Friday, 16 October 2009 00:00
Mark Olds, a radio executive in New York, Chicago, Philadelphia, Cleveland and St. Louis, died on Oct. 8, 2009 at North Shore University Hospital, Manhasset, after suffering a stroke on Oct. 4. He was 88 years old and had lived in Port Washington for 41 years.
Mr. Olds had a long career in broadcasting. When he retired in 1982 he was the president of Riverside Broadcasting Company and general manager of the New York radio stations WRVR and WWRL. He had previously served as general manager of WMAQ in Chicago, WINS in New York and KATZ in St. Louis. He also served as program director of WNEW in New York, KYW in Philadelphia and KYW in Cleveland.
He got his start in radio as an announcer in Philadelphia (WIP and WCAU), WSA in Rochester, KOLO in Reno and WNLC in New London. He advised aspiring broadcasters to begin in small markets, get experience, and then move up. He compared broadcasting to baseball, making the point that advancement usually means moving to a different city. He gave Phil Donahue his start in broadcasting when he hired him as a summer relief radio announcer in Cleveland, and when he saw Donahue a few years ago in the “green room,” Donahue acknowledged Mark’s role in his own career.
Mark served as a captain in the U.S. Army in the European theater during the Battle of the Bulge, and was awarded a Purple Heart for injuries sustained there, along with five campaign ribbons. He worked in the Signal Corps Intelligence Division, which intercepted and decoded German bulletins. He also served in Nancy, France, where he was charged with finding high ground to access enemy broadcasts and also finding quarters for his troops.
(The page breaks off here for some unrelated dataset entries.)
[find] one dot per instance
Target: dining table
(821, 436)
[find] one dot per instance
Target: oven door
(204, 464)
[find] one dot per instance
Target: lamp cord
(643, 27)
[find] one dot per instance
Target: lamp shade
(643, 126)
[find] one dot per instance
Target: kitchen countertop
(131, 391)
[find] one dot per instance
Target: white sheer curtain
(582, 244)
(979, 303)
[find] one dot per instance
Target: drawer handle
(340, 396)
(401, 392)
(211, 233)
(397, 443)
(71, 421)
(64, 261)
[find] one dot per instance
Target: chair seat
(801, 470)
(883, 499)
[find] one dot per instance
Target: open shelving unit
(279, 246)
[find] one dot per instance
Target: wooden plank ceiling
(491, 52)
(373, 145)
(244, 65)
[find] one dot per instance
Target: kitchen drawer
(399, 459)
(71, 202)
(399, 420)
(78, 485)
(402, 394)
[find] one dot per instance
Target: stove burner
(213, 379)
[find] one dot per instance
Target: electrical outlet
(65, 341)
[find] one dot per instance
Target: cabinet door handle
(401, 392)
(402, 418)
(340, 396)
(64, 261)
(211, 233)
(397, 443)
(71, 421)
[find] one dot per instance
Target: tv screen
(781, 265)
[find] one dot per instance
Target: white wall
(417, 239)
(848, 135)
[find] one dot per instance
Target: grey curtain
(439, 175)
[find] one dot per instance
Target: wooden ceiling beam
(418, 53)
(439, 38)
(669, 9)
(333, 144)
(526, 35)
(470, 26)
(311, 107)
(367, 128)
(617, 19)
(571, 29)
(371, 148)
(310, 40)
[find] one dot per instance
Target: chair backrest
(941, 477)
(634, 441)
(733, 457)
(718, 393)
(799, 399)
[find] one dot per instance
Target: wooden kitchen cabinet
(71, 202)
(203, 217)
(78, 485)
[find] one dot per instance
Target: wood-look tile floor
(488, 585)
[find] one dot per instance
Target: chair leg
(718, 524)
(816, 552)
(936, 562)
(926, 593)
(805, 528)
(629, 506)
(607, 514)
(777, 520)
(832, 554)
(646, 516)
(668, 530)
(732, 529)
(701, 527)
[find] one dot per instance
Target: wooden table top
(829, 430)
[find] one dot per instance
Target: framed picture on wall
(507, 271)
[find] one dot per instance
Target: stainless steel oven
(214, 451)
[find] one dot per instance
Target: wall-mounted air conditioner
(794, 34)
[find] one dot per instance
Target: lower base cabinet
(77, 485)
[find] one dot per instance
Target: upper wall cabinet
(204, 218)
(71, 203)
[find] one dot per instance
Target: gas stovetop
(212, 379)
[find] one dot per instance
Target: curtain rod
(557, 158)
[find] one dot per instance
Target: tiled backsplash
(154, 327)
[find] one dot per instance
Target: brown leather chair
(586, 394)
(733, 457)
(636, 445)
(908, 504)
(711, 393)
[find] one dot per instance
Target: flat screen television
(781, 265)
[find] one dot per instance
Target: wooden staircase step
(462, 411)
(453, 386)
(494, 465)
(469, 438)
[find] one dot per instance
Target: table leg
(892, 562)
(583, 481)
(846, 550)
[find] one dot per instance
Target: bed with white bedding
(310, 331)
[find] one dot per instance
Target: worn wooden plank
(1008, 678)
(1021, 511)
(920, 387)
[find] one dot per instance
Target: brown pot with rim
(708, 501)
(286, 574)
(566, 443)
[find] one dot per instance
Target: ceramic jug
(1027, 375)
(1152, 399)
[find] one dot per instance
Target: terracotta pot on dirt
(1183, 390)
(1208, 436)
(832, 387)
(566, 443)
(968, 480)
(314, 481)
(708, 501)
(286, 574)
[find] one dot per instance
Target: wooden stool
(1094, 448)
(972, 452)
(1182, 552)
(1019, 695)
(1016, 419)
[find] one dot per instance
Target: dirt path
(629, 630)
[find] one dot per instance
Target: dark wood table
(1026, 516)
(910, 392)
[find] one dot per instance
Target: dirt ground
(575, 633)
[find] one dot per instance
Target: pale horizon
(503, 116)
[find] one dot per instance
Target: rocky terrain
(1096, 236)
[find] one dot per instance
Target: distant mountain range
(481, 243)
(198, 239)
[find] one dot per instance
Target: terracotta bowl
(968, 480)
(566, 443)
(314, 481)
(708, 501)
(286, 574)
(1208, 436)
He often repeated his recollection of encountering General George Patton, who took then Lieutenant Olds’ name to cite him for driving his jeep on the left-hand side of the road to pass the Third Army’s military convoy. Nothing ever came of the incident except a favorite memory.
The letter he wrote to his parents about the liberation of Dachau concentration camp was published in the book Lines of Battle: Letters from American Servicemen, 1941-1945, edited by Annette Tapert (Times Books, 1987). He was interviewed as a liberator by the Survivors of the Shoah Visual History Foundation and as a WWII veteran by the Museum of Jewish Heritage G.I. Oral History Project.
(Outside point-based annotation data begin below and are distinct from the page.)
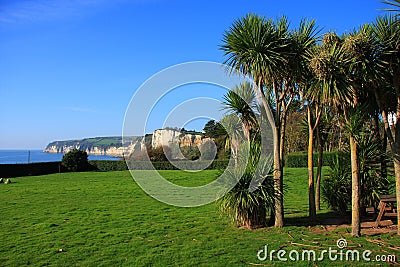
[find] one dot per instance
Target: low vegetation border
(25, 169)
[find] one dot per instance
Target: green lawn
(105, 219)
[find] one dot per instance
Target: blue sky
(68, 69)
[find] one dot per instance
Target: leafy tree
(258, 47)
(75, 161)
(248, 208)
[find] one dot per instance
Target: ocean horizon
(15, 156)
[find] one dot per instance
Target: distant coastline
(33, 156)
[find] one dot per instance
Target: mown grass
(105, 219)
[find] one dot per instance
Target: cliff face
(113, 146)
(167, 137)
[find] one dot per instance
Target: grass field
(105, 219)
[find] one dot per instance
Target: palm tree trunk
(319, 172)
(355, 186)
(278, 174)
(278, 181)
(311, 191)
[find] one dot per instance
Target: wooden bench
(386, 208)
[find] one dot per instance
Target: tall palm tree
(395, 6)
(386, 30)
(257, 47)
(340, 68)
(302, 41)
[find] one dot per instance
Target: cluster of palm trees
(346, 74)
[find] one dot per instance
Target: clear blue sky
(68, 69)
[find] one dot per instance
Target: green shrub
(23, 169)
(300, 159)
(252, 197)
(120, 165)
(75, 161)
(336, 188)
(108, 165)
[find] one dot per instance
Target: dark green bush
(108, 165)
(75, 161)
(23, 169)
(120, 165)
(300, 159)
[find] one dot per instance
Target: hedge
(109, 165)
(27, 169)
(300, 159)
(31, 169)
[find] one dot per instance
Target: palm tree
(395, 6)
(386, 30)
(302, 41)
(340, 68)
(241, 101)
(257, 47)
(248, 208)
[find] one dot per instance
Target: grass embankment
(105, 219)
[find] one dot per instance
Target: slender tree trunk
(278, 174)
(383, 159)
(278, 181)
(355, 184)
(310, 163)
(319, 172)
(311, 191)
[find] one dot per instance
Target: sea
(31, 156)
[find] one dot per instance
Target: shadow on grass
(327, 218)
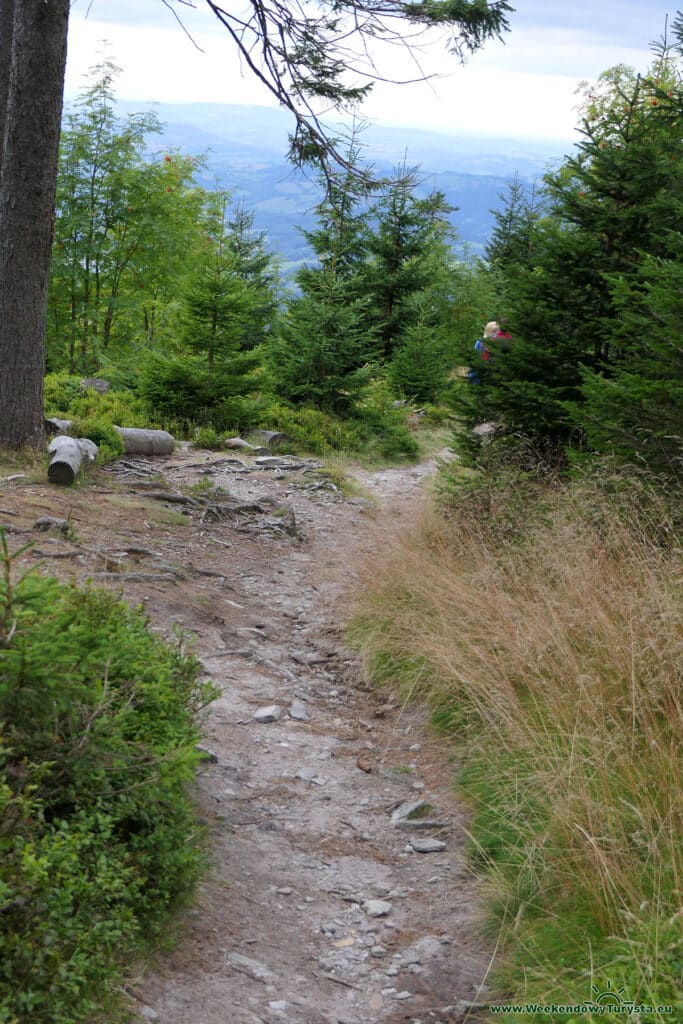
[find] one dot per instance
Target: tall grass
(544, 625)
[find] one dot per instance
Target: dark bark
(6, 28)
(28, 178)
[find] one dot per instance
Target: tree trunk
(6, 30)
(28, 178)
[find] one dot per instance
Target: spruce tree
(613, 208)
(325, 344)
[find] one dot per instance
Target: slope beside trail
(318, 907)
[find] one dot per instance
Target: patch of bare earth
(300, 808)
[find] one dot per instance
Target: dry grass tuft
(547, 632)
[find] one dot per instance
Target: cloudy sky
(523, 87)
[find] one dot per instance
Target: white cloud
(523, 88)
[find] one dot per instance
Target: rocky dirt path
(325, 904)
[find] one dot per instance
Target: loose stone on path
(270, 714)
(427, 845)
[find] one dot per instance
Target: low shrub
(184, 390)
(313, 430)
(58, 392)
(122, 408)
(98, 840)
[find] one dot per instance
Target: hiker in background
(489, 332)
(503, 338)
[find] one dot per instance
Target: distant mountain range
(246, 147)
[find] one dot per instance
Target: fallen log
(69, 454)
(140, 441)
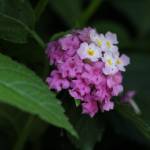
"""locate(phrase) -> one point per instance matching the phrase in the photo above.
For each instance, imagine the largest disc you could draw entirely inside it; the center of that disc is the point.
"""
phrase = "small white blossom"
(89, 51)
(121, 62)
(96, 38)
(110, 66)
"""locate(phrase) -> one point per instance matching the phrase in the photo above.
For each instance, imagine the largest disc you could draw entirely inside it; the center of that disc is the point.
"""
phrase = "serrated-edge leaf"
(30, 94)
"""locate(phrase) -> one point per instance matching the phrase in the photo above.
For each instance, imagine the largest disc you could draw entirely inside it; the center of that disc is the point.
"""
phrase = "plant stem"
(89, 11)
(40, 7)
(37, 38)
(24, 134)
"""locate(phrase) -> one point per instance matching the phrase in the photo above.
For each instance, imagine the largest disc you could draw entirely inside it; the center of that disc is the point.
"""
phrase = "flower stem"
(24, 134)
(40, 7)
(89, 11)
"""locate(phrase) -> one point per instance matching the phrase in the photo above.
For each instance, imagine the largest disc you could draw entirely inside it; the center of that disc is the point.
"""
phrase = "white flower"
(110, 66)
(89, 51)
(121, 62)
(109, 43)
(96, 38)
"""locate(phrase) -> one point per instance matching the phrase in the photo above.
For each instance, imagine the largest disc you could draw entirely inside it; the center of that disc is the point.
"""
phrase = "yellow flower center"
(91, 52)
(99, 43)
(118, 62)
(108, 44)
(109, 62)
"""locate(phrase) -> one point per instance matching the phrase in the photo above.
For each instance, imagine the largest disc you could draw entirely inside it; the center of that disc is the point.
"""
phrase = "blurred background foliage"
(23, 25)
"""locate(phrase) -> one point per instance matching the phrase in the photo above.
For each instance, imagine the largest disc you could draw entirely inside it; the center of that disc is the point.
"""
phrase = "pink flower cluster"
(84, 79)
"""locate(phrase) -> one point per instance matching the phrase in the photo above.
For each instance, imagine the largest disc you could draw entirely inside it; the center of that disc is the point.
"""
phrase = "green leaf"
(59, 35)
(67, 9)
(21, 88)
(122, 33)
(16, 17)
(136, 11)
(90, 132)
(137, 78)
(138, 122)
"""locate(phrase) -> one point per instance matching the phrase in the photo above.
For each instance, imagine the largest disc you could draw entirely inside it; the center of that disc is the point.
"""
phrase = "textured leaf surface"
(21, 88)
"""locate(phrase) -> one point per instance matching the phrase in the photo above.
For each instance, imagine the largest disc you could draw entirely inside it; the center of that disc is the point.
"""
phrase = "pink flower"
(71, 67)
(69, 42)
(90, 108)
(56, 81)
(88, 66)
(80, 87)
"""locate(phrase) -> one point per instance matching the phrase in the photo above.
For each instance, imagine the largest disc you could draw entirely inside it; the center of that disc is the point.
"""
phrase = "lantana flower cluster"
(89, 66)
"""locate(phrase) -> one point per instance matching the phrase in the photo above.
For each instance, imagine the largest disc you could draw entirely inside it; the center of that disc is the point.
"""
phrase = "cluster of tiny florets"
(89, 66)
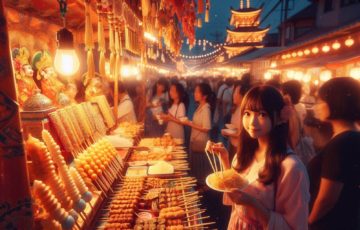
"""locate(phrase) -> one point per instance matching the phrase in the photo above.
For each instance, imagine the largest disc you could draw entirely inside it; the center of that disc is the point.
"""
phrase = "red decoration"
(200, 6)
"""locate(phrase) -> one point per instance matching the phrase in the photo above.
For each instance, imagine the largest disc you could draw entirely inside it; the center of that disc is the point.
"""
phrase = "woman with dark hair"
(335, 172)
(178, 104)
(157, 105)
(200, 128)
(240, 89)
(277, 195)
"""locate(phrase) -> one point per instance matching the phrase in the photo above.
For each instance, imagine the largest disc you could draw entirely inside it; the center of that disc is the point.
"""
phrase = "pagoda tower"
(246, 33)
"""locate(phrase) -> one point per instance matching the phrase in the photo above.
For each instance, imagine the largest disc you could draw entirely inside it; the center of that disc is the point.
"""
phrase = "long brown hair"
(269, 99)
He graduated cum laude from Brooklyn College, with a B.A. in speech and music, and after WWII, went to school under the G.I. Bill and studied broadcasting at New York University. Later he completed broadcasting courses at Harvard University.
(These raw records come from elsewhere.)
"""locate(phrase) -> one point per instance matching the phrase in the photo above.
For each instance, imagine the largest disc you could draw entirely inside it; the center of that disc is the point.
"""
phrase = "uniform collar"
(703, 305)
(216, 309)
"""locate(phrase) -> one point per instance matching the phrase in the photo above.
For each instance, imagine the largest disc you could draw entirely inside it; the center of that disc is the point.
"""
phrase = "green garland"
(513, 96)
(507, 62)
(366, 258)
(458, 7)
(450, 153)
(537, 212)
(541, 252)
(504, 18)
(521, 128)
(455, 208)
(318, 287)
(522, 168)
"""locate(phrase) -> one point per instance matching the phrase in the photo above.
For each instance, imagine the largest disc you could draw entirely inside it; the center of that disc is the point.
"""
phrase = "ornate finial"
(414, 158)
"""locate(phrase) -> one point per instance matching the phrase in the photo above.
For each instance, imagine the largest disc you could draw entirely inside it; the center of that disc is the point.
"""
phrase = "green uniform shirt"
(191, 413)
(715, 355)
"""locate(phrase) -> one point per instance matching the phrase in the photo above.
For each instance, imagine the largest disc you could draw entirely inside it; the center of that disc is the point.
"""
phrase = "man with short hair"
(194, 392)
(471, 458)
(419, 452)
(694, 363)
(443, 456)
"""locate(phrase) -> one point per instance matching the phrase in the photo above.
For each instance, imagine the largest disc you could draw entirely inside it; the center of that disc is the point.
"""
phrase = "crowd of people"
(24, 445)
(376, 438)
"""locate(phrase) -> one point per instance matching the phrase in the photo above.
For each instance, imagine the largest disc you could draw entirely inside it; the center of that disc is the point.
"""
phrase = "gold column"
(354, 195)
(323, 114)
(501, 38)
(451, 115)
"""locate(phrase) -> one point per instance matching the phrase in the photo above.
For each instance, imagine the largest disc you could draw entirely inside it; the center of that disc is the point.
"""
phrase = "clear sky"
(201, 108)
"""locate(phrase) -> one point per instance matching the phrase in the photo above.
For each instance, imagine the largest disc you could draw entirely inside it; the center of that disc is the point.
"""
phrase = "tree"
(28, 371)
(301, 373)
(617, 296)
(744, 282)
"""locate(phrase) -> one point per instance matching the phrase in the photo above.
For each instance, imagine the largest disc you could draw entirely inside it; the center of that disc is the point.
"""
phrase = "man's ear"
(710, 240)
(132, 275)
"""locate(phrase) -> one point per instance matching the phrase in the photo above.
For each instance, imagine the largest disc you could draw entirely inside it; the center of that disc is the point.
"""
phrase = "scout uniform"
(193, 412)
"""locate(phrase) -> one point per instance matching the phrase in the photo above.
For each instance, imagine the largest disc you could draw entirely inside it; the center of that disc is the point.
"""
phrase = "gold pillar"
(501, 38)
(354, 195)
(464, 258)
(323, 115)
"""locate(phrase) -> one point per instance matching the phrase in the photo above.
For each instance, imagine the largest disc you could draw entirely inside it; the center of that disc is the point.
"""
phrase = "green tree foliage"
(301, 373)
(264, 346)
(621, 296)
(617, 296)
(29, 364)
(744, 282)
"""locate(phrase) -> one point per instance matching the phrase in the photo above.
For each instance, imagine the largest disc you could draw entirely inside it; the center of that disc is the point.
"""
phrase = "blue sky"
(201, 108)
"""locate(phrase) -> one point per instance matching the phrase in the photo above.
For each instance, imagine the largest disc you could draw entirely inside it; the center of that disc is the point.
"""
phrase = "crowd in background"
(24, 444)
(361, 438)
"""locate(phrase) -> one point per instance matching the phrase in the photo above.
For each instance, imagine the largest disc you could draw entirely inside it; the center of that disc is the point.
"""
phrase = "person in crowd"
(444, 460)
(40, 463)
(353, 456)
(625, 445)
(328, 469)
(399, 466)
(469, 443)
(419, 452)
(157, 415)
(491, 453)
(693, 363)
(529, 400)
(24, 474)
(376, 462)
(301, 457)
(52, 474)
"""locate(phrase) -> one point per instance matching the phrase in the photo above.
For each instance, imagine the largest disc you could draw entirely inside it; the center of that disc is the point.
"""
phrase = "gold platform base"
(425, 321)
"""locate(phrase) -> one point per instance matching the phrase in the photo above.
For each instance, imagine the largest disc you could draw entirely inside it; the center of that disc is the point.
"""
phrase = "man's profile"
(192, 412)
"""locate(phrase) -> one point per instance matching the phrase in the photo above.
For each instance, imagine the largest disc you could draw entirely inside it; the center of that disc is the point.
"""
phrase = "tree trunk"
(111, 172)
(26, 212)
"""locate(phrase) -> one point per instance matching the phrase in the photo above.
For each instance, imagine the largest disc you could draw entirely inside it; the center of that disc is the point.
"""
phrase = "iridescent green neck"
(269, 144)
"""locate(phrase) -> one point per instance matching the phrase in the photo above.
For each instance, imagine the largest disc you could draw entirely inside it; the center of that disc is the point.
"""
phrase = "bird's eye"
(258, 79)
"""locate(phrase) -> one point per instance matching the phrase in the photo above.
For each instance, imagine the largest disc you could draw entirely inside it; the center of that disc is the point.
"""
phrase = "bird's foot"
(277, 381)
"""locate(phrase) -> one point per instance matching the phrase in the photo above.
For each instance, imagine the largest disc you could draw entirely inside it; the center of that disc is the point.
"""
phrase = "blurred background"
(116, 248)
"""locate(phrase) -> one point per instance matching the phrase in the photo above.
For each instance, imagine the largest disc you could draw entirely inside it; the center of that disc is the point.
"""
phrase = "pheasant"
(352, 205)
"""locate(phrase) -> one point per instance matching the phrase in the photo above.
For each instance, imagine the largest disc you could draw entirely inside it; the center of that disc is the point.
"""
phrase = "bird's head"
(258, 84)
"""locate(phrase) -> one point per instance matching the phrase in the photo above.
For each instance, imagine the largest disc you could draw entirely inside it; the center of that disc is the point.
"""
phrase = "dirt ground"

From 1984 to 1991 as an adjunct professor at Fordham University he taught courses in broadcast management, American broadcasting, and morals and ethics. During this time he wrote and published several articles.
His survivors include his wife of over 53 years, Sally Wendkos Olds; his daughters, Nancy Olds, Jennifer Moebus and Dorri Olds; and five grandchildren, Stefan, Maika and Lisa Moebus, Anna Hollembeak and Nina Rose Olds. The family requests that anyone wanting to honor his memory should make a contribution to a charity of their choice.